軍馬補充部高津牧場事務所、土塁、境界石
馬は、古来、重要な軍備として戦争に使役されてきたが、軍馬は、明治政府が明治元年、伊達藩に軍用馬の仕立て方を委任したのが始まりで、その後、陸軍が軍馬養成所(後の軍馬補充部)を設立し、軍馬を育成供給した。
軍馬補充部の本部は、東京で、川上(北海道)、釧路、十勝、根室、三本木(宮城)、白河、高鍋(宮崎)、雄喜(朝鮮)に支部が設置され、平時4万頭の軍馬が飼育されていた。

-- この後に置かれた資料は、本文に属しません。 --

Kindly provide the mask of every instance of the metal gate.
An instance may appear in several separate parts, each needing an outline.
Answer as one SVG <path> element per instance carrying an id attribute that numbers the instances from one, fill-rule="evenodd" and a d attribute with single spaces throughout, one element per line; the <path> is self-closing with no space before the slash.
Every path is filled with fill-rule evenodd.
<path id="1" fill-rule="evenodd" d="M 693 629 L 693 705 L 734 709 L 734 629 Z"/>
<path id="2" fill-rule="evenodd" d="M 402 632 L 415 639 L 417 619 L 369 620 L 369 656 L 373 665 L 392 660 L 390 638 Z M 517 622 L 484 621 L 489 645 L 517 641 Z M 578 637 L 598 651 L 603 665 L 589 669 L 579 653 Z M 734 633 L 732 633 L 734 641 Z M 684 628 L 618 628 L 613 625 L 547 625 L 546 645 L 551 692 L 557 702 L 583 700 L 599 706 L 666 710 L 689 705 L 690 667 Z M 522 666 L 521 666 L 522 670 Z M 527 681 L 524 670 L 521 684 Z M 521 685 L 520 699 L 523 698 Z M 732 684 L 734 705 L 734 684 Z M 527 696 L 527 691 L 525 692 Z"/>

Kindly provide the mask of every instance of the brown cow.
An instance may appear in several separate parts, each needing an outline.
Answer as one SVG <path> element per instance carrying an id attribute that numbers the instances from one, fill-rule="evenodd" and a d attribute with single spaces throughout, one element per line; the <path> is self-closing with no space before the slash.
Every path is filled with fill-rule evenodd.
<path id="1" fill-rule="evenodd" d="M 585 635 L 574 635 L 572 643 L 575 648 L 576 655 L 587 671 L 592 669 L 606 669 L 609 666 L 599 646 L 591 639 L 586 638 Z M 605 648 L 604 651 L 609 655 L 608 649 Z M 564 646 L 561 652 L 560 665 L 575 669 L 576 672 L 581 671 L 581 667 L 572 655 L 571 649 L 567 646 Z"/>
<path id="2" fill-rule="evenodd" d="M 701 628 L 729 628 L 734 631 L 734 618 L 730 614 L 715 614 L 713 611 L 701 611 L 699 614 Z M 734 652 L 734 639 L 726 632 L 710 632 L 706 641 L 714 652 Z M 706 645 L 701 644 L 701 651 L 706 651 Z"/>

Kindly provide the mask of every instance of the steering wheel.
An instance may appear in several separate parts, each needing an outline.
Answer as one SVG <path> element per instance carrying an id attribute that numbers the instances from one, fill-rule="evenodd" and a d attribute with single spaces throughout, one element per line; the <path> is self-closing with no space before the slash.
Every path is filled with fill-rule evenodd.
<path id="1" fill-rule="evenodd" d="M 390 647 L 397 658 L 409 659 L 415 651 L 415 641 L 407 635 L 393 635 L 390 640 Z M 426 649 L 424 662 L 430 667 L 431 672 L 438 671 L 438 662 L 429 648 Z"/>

白河支部は、明治30年、福島県西白河郡西郷村小田倉に設置され、翌31年、那須派出部が、旧那須村田畑(現田島)に、高津分厩が高津(現千振保育園周囲)に設置された。事務所のあった現在の田島からマウントジーンズスキーリゾート那須に至る約2000ヘクタールの用地に、広大な放牧場や飼育畑を造成し、戦地で乗用、輺重用として働く強健な軍馬育成のため、耕手や牧手と呼ばれた多数の人員と訓練場、厩舎、馬糧庫、暗渠排水、水車、トロッコ、トラクターなどの施設設備、農機具、最新の農法、畜産技術、獣医療法が投入された。当時数百頭の軍馬が飼育されていた。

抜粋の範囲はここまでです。